Assume I have a string literal "2017-09-15 13:11:34.356648" in my code.
What is the right way to create std::chrono::time_point from it in C 20?
CodePudding user response:
Just to be clear, there is no namespace date in C 20. So the code in the question should look like:
#include <chrono>
#include <iostream>
int
main()
{
std::cout << std::chrono::system_clock::now() << '\n';
}
The inverse of this is std::chrono::parse which operates on streams.
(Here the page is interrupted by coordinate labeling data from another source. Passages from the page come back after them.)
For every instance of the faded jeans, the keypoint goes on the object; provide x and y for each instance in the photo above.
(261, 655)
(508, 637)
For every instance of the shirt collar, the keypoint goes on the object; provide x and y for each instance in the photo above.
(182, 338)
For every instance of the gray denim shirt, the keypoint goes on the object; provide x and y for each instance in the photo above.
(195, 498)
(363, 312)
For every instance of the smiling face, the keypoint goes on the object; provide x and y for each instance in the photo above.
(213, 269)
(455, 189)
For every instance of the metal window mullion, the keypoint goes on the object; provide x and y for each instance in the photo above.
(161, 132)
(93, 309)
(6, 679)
You can also use std::chrono::from_stream if desired. parse is a stream manipulator that makes the syntax a little nicer.
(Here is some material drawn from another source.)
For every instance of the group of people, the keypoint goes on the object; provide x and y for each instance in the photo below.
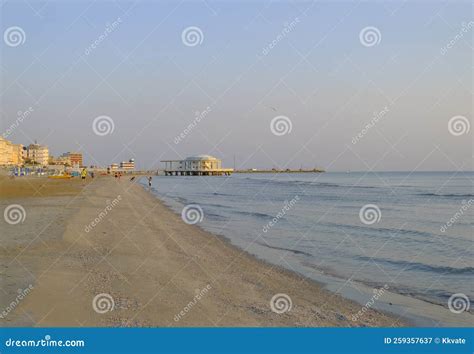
(117, 175)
istringstream in{"2017-09-15 13:11:34.356648"};
system_clock::time_point tp;
in >> parse("%F %T", tp);
(I've dropped the namespaces just to keep the verbosity down)
The locale used is the global locale in effect at the time the istringstream is constructed. If you prefer another locale use the imbue member function to set the desired locale. The locale will only impact the decimal point character in this example.
The %T will read up to whatever precision the input time_point has (which varies with platform from microseconds to nanoseconds). If you want to be sure you can parse nanoseconds even if system_clock::time_point is coarser than that, then you can parse into a sys_time<nanoseconds> which is a type alias for time_point<system_clock, nanoseconds>.
sys_time<nanoseconds> tp;
in >> parse("%F %T", tp);
If the input stream has precision less than the input time_point, there is no problem. What the stream has will be read, and no more. If the input stream has precision finer than the input time_point, then the parse stops at the precision of the time_point, and the remaining digits are left unparsed in the stream.